In the phase 3 trial led by researchers at Cedars-Sinai Cancer Center, 1,068 prostate cancer patients from 244 cancer centers in 17 countries were randomly assigned to one of three treatments. One-third received the standard treatment of androgen deprivation therapy (ADT), one-third received ADT plus a new drug called enzalutamide, and the third group received enzalutamide alone.
Patients with aggressive recurrent prostate cancer are often treated with hormone therapy to block male sex hormones including testosterone because prostate cancer growth is stimulated by such hormones.
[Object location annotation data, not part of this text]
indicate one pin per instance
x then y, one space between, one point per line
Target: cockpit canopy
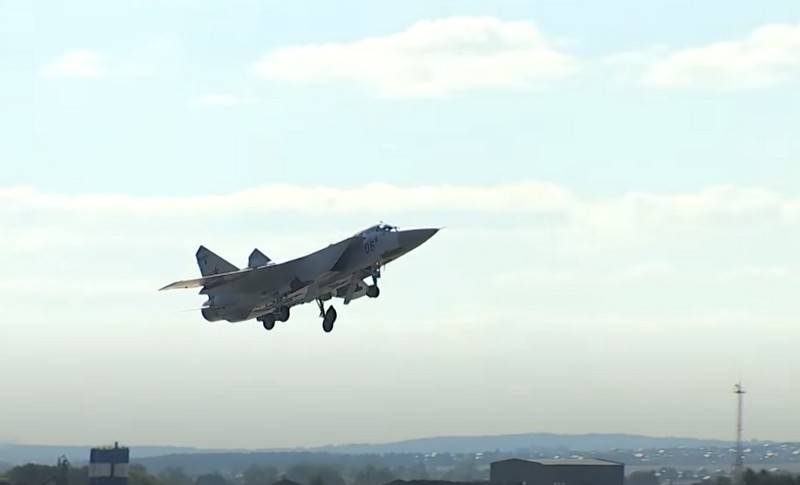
379 228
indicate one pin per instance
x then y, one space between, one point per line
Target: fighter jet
266 290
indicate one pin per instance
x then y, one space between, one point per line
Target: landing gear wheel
282 314
328 321
268 322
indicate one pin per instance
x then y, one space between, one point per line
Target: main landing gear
328 316
279 315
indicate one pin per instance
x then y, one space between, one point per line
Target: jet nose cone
415 237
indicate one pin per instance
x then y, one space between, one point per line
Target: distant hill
526 441
160 456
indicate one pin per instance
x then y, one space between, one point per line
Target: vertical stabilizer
257 259
211 264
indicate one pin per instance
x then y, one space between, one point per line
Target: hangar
557 472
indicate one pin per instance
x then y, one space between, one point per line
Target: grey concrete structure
557 472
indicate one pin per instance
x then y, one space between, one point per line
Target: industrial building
109 465
557 472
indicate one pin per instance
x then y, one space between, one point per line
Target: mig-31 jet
266 290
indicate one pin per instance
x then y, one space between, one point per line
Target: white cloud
222 100
430 58
769 55
721 204
77 63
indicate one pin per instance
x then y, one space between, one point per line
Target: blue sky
619 181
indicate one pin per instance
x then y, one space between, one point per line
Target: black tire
283 314
329 320
373 291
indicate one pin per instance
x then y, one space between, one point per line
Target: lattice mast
738 463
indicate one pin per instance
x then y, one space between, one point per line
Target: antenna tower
738 464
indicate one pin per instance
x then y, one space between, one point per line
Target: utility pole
738 463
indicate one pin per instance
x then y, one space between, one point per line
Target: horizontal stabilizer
257 259
211 264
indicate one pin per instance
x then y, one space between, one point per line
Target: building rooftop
571 462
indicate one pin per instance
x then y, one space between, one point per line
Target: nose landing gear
373 291
328 316
268 321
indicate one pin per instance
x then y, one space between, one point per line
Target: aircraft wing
274 277
214 280
289 276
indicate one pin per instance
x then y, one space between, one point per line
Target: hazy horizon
619 186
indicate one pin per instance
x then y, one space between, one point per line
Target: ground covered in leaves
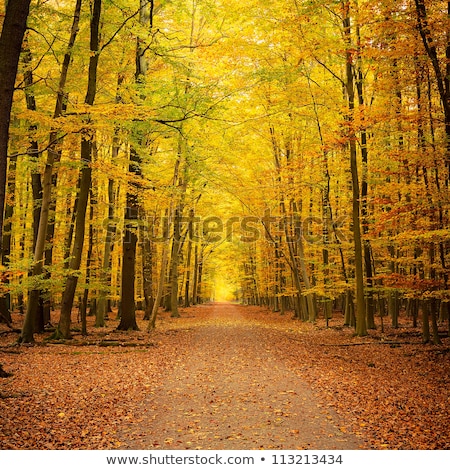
226 376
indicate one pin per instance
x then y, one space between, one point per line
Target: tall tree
13 30
87 144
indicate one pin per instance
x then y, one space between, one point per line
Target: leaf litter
226 376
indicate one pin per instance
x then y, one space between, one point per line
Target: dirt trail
229 388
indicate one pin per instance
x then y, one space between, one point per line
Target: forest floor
226 376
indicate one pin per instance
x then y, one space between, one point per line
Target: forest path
229 387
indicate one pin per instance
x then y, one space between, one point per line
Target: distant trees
306 141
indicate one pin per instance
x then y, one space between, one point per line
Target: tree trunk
27 335
361 325
13 30
85 182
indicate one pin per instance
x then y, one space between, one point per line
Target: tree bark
85 182
361 324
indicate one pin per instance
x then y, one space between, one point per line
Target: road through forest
230 387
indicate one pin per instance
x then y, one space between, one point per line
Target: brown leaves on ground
392 394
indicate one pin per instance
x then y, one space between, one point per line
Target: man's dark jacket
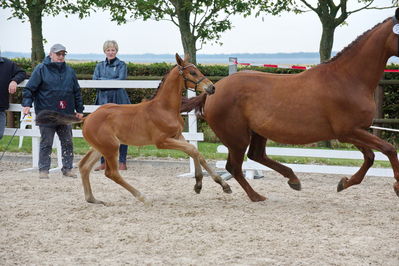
9 71
53 86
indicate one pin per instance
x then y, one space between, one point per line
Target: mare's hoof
257 198
197 188
227 190
295 186
396 188
342 184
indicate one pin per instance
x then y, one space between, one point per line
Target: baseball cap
57 48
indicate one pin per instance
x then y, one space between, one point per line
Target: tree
331 16
34 10
199 21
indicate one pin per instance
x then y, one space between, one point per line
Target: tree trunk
186 34
35 19
326 42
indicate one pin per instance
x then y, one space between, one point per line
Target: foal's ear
179 61
186 57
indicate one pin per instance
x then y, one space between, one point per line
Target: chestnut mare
156 121
334 100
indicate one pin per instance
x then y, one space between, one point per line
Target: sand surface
48 222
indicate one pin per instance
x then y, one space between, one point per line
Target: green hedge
156 71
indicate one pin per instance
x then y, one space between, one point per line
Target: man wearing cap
53 86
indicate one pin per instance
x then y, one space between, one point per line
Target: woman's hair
110 44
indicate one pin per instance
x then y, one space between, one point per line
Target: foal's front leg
182 145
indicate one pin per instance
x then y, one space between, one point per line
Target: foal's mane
160 84
354 43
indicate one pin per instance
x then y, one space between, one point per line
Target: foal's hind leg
85 165
257 153
112 172
182 145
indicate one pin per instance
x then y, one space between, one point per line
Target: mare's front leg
366 140
234 166
182 145
257 153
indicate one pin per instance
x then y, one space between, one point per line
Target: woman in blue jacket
53 86
112 68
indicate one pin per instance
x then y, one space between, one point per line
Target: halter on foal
157 121
334 100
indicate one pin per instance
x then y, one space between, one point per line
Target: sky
268 34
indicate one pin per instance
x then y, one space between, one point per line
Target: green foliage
156 71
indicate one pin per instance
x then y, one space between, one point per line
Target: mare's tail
48 117
194 103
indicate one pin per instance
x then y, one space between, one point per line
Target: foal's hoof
256 197
295 186
227 189
197 188
94 201
342 184
396 188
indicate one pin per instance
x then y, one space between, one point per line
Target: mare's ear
186 57
179 61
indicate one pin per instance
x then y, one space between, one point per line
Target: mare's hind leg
112 172
364 139
85 165
182 145
234 166
357 178
257 153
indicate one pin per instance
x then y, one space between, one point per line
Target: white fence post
232 65
192 135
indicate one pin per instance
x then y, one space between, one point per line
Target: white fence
251 166
192 135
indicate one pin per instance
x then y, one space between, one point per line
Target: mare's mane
355 42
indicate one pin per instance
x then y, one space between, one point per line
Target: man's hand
79 115
12 87
26 110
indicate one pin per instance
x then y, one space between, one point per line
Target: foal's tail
194 103
47 117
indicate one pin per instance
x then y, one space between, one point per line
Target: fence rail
192 135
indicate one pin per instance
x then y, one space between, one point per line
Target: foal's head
193 78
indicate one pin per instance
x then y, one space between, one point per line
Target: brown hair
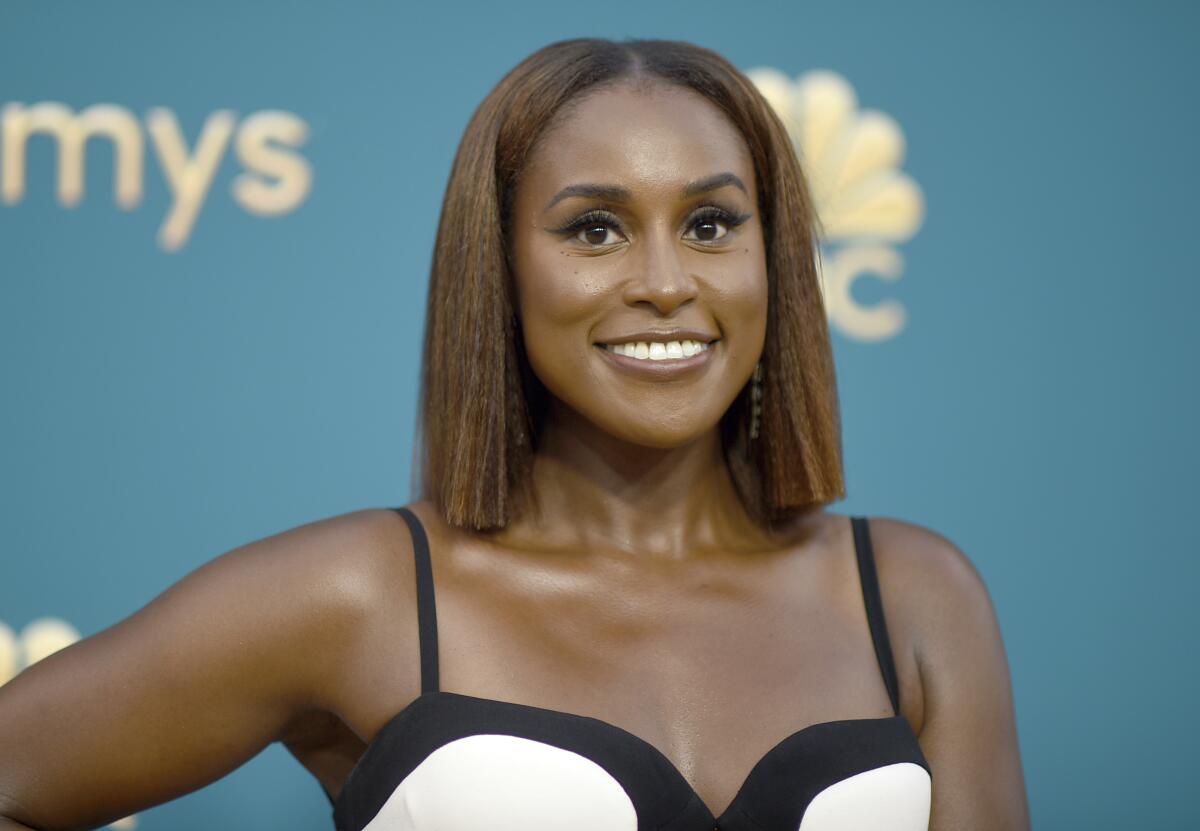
481 405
ADT has long been used in certain prostate cancer patients, the drugs include Eligard®, Lupin®, Fensolvi® and others.
“When you go on ADT, the testosterone level in the blood is reduced, but not completely eliminated,” said Stephen Freedland, MD in a press release. He is lead author of the study and the Warschaw, Robertson, Law Families Chair in Prostate Cancer at Cedars-Sinai. “And the concern is that the testosterone that remains may still be enough to stimulate tumor growth. Also, patients don’t love the idea of being on hormones.”
Eligard® and similar drugs work by reducing the production of testosterone. Enzalutamide (Xtandi®) is in a class of medications called androgen receptor inhibitors. It works by blocking the effects of androgen (a male reproductive hormone) to stop the growth and spread of cancer cells.
After following the men in the study for five years, 83 percent of the men in the combination group survived metastasis-free compared to 71.4 percent of them taking Eligard® alone, and 80 percent of those taking Xtandi® alone group.
Put another way, the combination of ADT and enzalutamide reduced the risk of metastasis or death by 58 percent compared to ADT alone. Enzalutamid alone reduced the risk of metastasis or death by 37 percent compared to ADT alone.
The next step is for the pharmaceutical companies Pfizer and Astellas Pharma, which co-developed enzalutamide and funded the trial, to apply to the FDA for approval.